It was all going swimmingly. I’d shipped the oars and the Ship’s Dog and I were floating along the Forth and Clyde canal, watching the reflections ripple across the old stone bank and listening to the birdsong.
(Actually the Ship’s Dog was too busy lazing in the stern of my Mirror dinghy to bother about the banks or the birds.)
And then, disaster struck!
I did know that the forward transom (as the rounded triangle at the end of the bow is called) had a line of fracture running along parallel to the deck and up to the top rail. When I’d bought the boat, I’d seen it had been repaired at some point and a mate had just filled in the cracks with some epoxy (very strong glue) and we’d hoped for the best. I remember him saying something about having either some resin or some hardener left over, and me being surprised – as it said to mix them equally on the tin.
Now, the original fracture, resulting rotten wood, the weakness of the epoxy mix (maybe on both occasions) and my impatient hauling on the bow rope to drag the boat onto the trailer (which doubles as a launching trolley) instead of positioning it correctly in the water so it would just float on – all combined disastrously and the bow broke.

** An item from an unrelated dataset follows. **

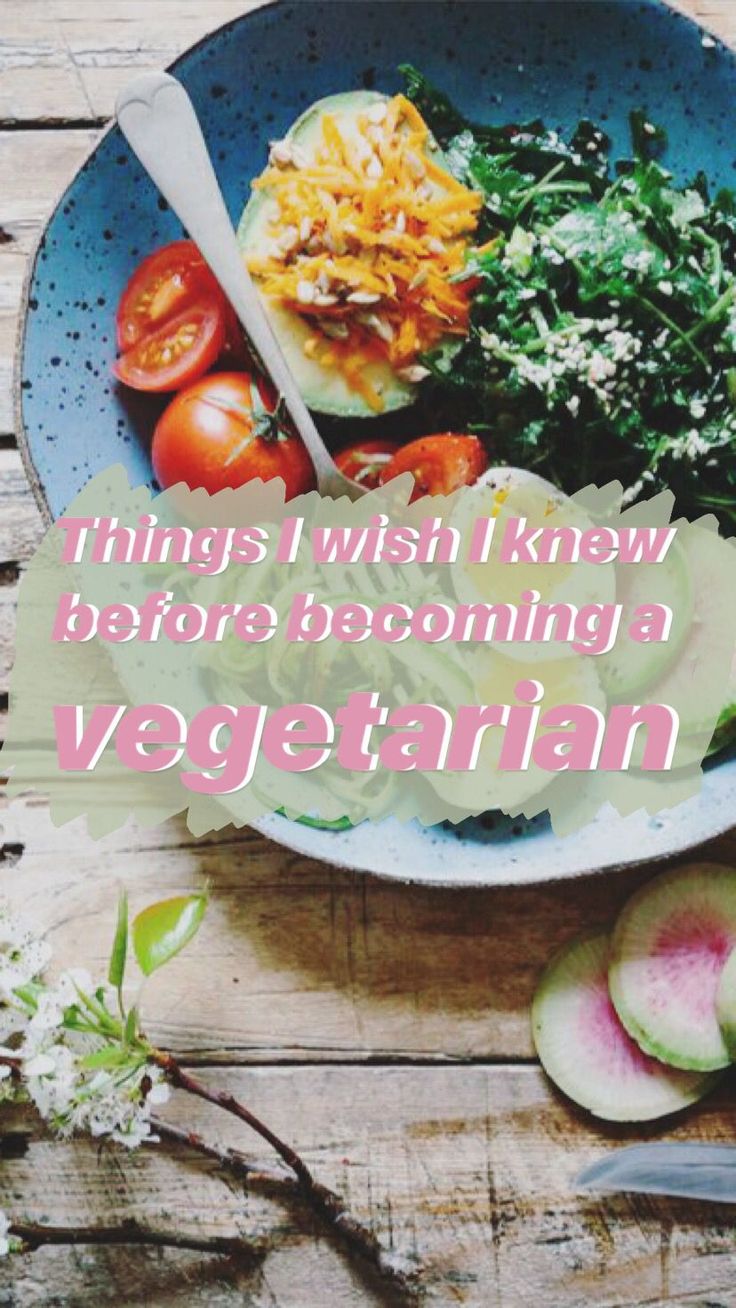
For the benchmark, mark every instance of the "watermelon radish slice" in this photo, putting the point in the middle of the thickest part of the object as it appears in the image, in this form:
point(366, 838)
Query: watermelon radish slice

I was not happy. Would I have to sell my beloved wee boat, Harmony, after only a few months of ownership – and most of them over the winter? I couldn’t afford a professional, so I emailed a Glasgow charity that specialises in boatbuilding but they failed to reply. I could have phoned them but, at that point, I was getting over the initial shock and decided to take up the challenge myself.
Onto the Trident UK website, where I purchased a forward transom kit.

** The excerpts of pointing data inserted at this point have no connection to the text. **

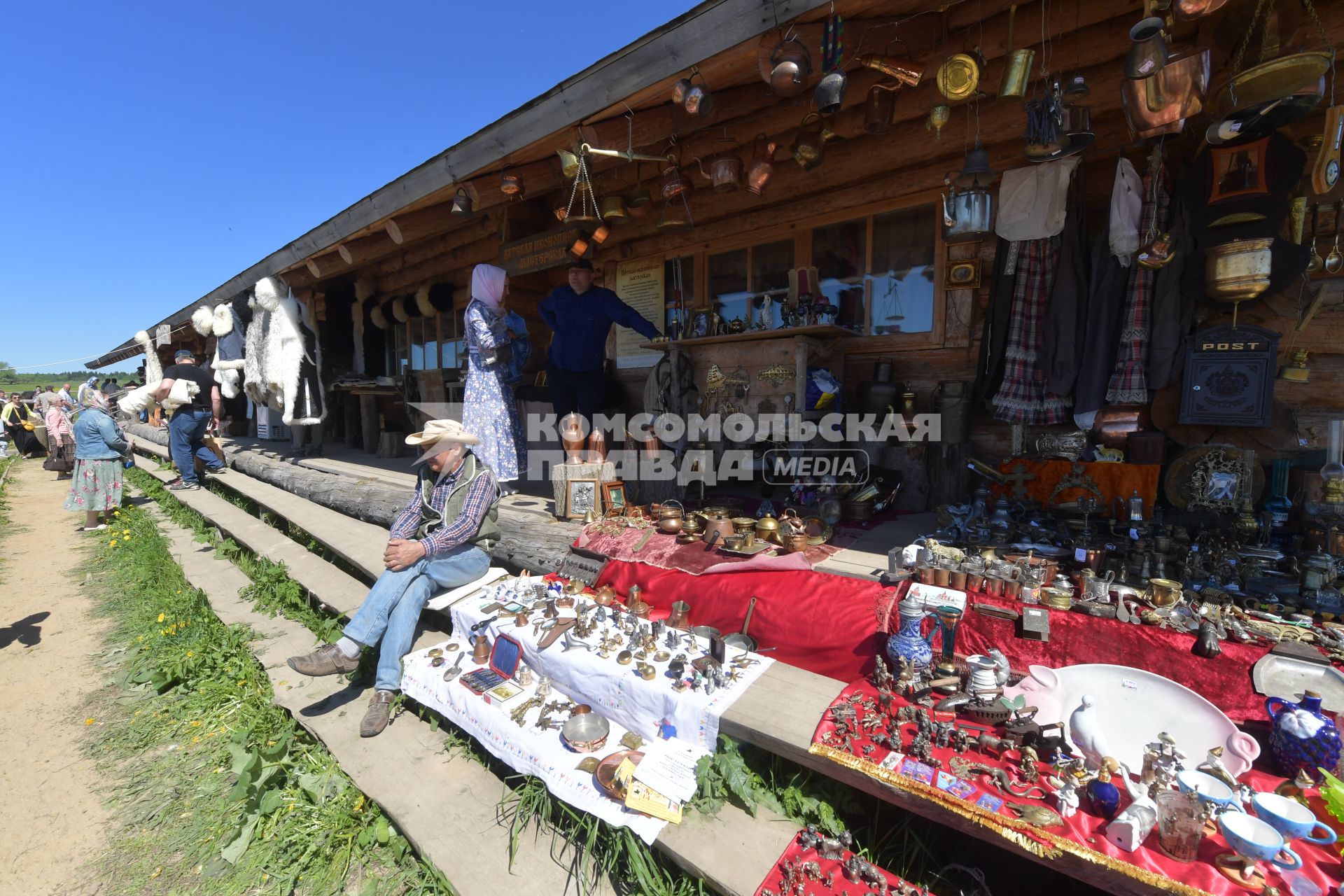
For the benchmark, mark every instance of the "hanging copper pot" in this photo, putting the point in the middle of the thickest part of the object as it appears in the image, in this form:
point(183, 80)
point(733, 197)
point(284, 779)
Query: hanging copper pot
point(762, 164)
point(809, 146)
point(879, 108)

Before doing anything, I had to remove the old forward transom. I’d toyed with the idea of leaving the sound bottom part in, but I knew the join had to be sturdy so that the top part didn’t rip off again. Especially, with the mast and sails up, in a strong wind in the middle of Loch Lomond! So, out with the old and in with the new. (I didn’t like the look of the hull, once the old fibreglass sealing tape had come off the inside.)
I’d only be using glass tape from the outside – as I wouldn’t have access inside without removing the deck and I didn’t want to go that far. I hoped the new seal would be watertight! First I had to fit the new bow heart (the darker, thicker small spearhead of wood) to the new forward transom (‘the transom’ usually means the more rectangular one at the stern, not this roughly triangular one at the bow). Then, see how the new forward transom would fit. (The photos are out of proportion but they show the same pieces of wood.)

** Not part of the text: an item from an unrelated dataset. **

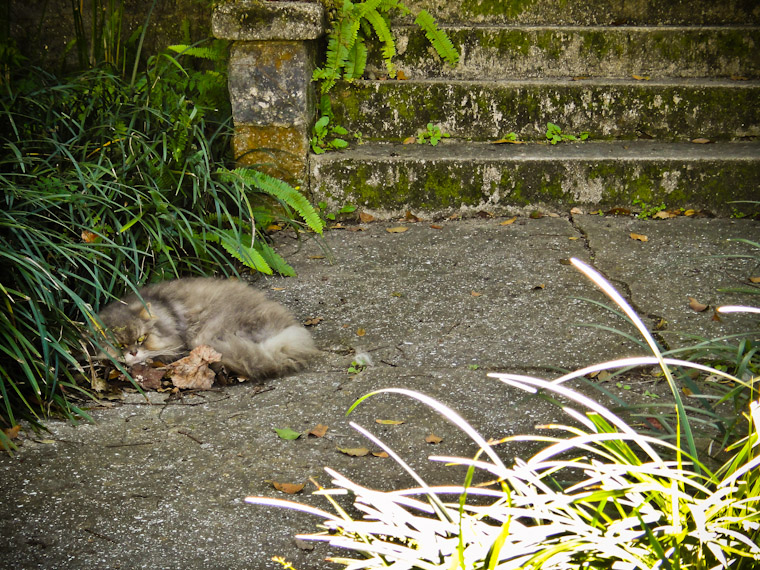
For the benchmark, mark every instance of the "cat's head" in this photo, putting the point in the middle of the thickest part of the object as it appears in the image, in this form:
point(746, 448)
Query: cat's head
point(134, 333)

Now to refit the ring fasteners for the bow rope and the forestay (the front cable that holds up the mast).
Next I had to fit the new top rail. That involved removing all the old copper ‘stitches’ so the new wood could fit. And also removing the rotten wood at both bow ends of the gunwales (the long, narrow, curved pieces of wood running around the top edge of the hull.
Removing the old fibreglass tape uncovered the irregularities of the join. Here’s the starboard side of the hull, with the new forward transom nailed onto the wood running under the deck (perhaps not advisable, as it introduces a breach and the nail can rust, but I’d no other option).
Then the sanding began! Port and starboard sides of the hull, and the bottom. Not forgetting the inside, on and above the deck. This took forever. And the metal tip at the hull bottom broke off.
The insides, above the deck, needed sanded too. Forever, and a day.
The rot in both gunwales, hidden under the old epoxy and paint, was more extensive than I’d thought.
I was tempted to ignore it but it would cost more effort eventually and I didn’t want to end up having to replace the gunwales entirely. So out it all had to come – including the nails that had gone through the damaged upper edges of the hull (that metal clip was useless). And all that needed sanding too.
So now it was time for the epoxy. I used the West System.
I didn’t use the syringes with these 1:1 tubs of resin and hardener from Gaelforce, or the brushes, because the mix was as thick as peanut butter. I also didn’t need the clamps to keep the inner and outer gunwales together, as replacing the only screw almost at the end, with a slightly longer one, did the trick. I filled the gap with epoxy and strips of glasscloth then more epoxy. Then I had to face doing the same thing, but now further down. Where it would have to cover up a multitude of sins – and, below the waterline, make the difference between being watertight and springing a leak!
The glasscloth was sticky (I troweled the epoxy onto the wood first) and the single strands of the weave got everywhere. Finally, the first process was complete but would need another application to fill in the gaps.
So then came the next coats, using a 1:5 mix (which the syringes came in handy for) from Trident of 105 (resin) and 205 (hardener) epoxy – with some 403 microfibre white filler powder to add to the mix to get it to a thicker consistency. I also filled in the gap between the bow heart and top rail, and coated the nails.
Port and starboard sides, after a lot of sanding, were now looking much better.
Time for the undercoat, with white Pre-Kote International.
At this point, I was beginning to feel hopeful again. It looked good. Would it be watertight? I painted on, with blue Toplac International.
Finally, with all the topsides done, my (fairly bad) paint job was complete!